Extended Data Figure 6
Extended Data Figure 6. Representative images for cell identification and RNA transcript quantification using single-molecule RNA-FISH.
(a-b) Two representative cells for the detection of Msl3 in (a) male fibroblast and (b) male embryonic stem cell (from 140 fibroblasts and 341 ES cells). From left to right: probe detection (Q570), antibody detection (Cy5), Dapi, and identified RNA transcripts.
Extended Data Figure 7
Extended Data Figure 7. Expression distributions and inferred kinetics from single-molecular RNA-FISH and scRNA-seq.
(a-d) Histograms of the expression distributions of genes measured by smFISH and scRNA-seq for genes: Hdac6 (a), Msl3 (b), Mpp1 (c) and Igbp1 (d). Left panel is sm RNA FISH and right panel is scRNA-seq. The number of cells quantified for each gene, cell type and method is presented above each figure item. (e-f) Scatter plots of burst size (e) and frequency (f) inferred based on data from scRNA-seq and smFISH. Data from both fibroblasts and ES cells are shown. Although the number of data points are few and the data do not allow for a systematic comparison between methods, we observed a few trends. There was a good agreement for both burst size and frequency except for the gene Igbp1 that is an outlier in both scatterplots. Igbp1 has increased burst size and lower burst frequency in scRNA-seq compared to smRNA FISH. Excluding Igbp1, we do see a fairly linear correspondence between methods over the remaining 6 data points (3 genes and two cell types). (g-j) Point estimates and confidence intervals shown for each gene, cell type and method based on the profile likelihood method. Number of cells used for the inference is shown in the corresponding histogram in (a-d). P-values for cell-type comparison in burst kinetics is shown per method based on the profile likelihood test.
Extended Data Figure 8
Extended Data Figure 8. Expression distributions for genes with significant strain-differences in burst kinetics.

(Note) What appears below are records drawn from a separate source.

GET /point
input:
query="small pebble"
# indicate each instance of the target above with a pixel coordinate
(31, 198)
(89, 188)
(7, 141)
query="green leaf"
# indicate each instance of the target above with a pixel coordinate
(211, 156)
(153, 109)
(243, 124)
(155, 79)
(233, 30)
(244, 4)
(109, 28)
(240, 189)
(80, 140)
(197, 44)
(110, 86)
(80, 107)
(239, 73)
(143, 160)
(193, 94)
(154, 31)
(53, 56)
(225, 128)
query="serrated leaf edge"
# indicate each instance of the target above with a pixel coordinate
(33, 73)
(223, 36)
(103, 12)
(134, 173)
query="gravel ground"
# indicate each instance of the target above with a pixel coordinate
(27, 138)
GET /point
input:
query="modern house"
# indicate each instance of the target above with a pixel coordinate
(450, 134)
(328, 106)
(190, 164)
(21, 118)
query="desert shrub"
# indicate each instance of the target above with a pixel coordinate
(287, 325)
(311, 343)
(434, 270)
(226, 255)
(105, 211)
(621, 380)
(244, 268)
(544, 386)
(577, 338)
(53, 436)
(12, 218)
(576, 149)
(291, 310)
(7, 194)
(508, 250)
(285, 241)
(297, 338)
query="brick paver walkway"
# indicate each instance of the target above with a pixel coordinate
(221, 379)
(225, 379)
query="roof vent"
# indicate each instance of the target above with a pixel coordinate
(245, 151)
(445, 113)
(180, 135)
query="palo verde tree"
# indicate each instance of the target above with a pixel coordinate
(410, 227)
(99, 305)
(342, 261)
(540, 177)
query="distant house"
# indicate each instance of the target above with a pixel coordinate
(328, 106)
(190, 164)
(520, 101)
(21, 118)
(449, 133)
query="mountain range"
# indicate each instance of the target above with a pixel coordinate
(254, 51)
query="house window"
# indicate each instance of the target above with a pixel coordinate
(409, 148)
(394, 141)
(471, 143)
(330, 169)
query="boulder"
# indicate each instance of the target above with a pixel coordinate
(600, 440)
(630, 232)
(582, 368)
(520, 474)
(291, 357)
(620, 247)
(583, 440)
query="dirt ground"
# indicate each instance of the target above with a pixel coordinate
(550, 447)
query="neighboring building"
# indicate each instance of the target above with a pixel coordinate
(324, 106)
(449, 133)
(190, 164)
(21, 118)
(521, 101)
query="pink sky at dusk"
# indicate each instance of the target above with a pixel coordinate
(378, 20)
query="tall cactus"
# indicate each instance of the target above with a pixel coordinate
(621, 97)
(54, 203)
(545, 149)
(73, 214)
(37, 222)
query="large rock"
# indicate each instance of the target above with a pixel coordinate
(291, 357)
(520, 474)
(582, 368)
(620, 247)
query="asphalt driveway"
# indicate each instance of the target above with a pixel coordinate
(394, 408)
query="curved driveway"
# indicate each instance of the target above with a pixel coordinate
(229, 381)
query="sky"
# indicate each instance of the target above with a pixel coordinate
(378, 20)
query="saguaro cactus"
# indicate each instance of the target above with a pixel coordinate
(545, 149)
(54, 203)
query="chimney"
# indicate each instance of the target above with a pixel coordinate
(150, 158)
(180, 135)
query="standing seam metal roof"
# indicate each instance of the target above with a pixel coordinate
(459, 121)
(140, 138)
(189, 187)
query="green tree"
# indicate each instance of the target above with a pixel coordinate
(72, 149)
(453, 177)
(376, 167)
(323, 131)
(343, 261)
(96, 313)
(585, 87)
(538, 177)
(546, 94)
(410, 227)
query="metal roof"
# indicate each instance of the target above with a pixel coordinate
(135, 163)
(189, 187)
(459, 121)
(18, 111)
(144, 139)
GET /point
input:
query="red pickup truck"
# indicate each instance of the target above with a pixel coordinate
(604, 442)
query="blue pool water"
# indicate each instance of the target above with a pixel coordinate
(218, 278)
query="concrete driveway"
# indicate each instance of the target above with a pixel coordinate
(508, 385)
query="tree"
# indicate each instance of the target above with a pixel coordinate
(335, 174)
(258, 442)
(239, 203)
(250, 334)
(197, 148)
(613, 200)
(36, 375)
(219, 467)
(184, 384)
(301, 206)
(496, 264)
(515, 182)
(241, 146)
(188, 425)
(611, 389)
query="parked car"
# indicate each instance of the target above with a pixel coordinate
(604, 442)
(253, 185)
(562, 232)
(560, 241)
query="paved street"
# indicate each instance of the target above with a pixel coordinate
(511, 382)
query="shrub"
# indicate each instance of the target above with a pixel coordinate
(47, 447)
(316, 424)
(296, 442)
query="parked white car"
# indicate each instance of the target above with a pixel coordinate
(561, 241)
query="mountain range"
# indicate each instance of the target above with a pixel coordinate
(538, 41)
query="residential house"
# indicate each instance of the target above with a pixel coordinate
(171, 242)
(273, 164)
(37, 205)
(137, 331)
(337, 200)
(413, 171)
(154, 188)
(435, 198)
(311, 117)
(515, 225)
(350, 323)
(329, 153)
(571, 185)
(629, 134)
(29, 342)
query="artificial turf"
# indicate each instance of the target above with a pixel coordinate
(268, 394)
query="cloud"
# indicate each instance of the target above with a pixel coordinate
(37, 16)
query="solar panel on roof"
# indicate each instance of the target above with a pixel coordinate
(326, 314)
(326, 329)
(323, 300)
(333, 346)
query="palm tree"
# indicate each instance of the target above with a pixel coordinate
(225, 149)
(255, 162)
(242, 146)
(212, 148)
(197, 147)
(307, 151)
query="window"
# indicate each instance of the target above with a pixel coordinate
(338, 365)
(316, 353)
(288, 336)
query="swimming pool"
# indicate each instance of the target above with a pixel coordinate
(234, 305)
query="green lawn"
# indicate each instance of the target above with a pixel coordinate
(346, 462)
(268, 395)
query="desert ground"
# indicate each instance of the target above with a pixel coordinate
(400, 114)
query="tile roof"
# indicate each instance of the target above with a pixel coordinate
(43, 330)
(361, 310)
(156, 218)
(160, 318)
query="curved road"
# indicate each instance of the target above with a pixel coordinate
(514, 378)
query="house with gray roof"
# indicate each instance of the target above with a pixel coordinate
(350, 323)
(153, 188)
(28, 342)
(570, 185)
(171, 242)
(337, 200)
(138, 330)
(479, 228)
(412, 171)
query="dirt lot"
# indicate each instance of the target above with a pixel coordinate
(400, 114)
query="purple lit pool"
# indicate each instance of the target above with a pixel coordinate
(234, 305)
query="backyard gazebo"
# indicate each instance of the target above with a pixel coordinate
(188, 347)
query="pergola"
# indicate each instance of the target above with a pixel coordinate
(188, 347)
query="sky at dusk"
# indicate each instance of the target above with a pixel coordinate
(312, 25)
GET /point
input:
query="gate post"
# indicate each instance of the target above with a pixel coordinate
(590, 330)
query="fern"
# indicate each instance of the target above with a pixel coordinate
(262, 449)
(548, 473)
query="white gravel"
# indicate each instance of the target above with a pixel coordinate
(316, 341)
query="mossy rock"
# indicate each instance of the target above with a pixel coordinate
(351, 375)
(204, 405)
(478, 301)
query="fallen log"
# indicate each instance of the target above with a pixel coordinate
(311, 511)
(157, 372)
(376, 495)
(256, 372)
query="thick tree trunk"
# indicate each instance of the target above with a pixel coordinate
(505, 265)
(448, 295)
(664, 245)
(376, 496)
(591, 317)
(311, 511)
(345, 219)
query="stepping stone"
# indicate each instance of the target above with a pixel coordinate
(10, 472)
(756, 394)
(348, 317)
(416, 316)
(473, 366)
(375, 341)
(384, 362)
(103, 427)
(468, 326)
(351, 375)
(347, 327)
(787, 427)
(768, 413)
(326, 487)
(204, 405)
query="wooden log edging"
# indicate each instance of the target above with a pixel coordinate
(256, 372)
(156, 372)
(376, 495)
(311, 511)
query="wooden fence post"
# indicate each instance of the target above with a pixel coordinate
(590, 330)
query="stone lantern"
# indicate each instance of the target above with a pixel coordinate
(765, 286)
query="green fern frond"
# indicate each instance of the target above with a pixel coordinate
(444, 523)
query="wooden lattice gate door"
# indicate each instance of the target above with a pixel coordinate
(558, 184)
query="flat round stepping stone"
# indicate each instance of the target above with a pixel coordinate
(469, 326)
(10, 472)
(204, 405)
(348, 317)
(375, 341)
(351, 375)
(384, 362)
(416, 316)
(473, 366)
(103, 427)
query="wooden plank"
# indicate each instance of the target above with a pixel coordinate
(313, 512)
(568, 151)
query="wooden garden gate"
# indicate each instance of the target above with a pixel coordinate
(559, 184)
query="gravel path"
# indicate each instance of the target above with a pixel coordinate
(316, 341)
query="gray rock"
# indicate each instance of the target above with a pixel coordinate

(a-d) Histograms of the expression distributions for the CAST and C57 alleles in fibroblasts for genes with burst frequency significantly up in CAST (a) and C57 (b), burst size significantly up in CAST (c) and C57 (d). (e) Expression distributions for the 129 and CAST alleles in the wild-type mESCs and mESCs harbouring a CAST-lined deletion of a Sox2 enhancer.
Extended Data Figure 9
Extended Data Figure 9. Conservation of transcriptional kinetics in mouse and human.
(a) Scatter plot of burst frequency between one-to-one orthologs of mouse and human (n = 1,609 genes). (b) Scatter plot of burst size between one-to-one orthologs of mouse and human (n = 1,609 genes). (c) Scatter plot of mean expression between one-to-one orthologs of mouse and human (n = 1,609 genes). (d) Left: Illustrating the test for conservation beyond mean expression level. In both mouse and human, the ortholog is compared to 50 genes of similar mean expression (7 genes in cartoon) and we determine whether the location on the diagonal is consistent relative to the median gene in both species. Right: The fraction of one-to-one orthologs genes (red) and shuffled orthologs (blue) with consistent positioning in transcriptional kinetics space (binomial test, based on 1,609 genes). The error bars denote standard deviations. The limited numbers of cells and the use of RPKM-based transcriptional burst kinetics inference could underestimate the degree of conservation in transcriptional burst kinetics.
Extended Data Figure 10
Extended Data Figure 10. Inference of kinetics in different phases of the cell cycle.
Comparisons of inferred burst frequency and size for the C57 allele in fibroblasts with cells classified according to cell cycle phase. Scatter plots of burst frequency and size are shown for comparisons between S and G1 (a) and S and G2M (c). The GO-terms which are enriched in the group of genes with significant differential burst frequency are shown in (b) and (d) respectively (n = 116 genes with differential burst frequency in b and 75 genes in d).
Figure 1
Figure 1. Transcriptome-wide inference of transcriptional burst kinetics.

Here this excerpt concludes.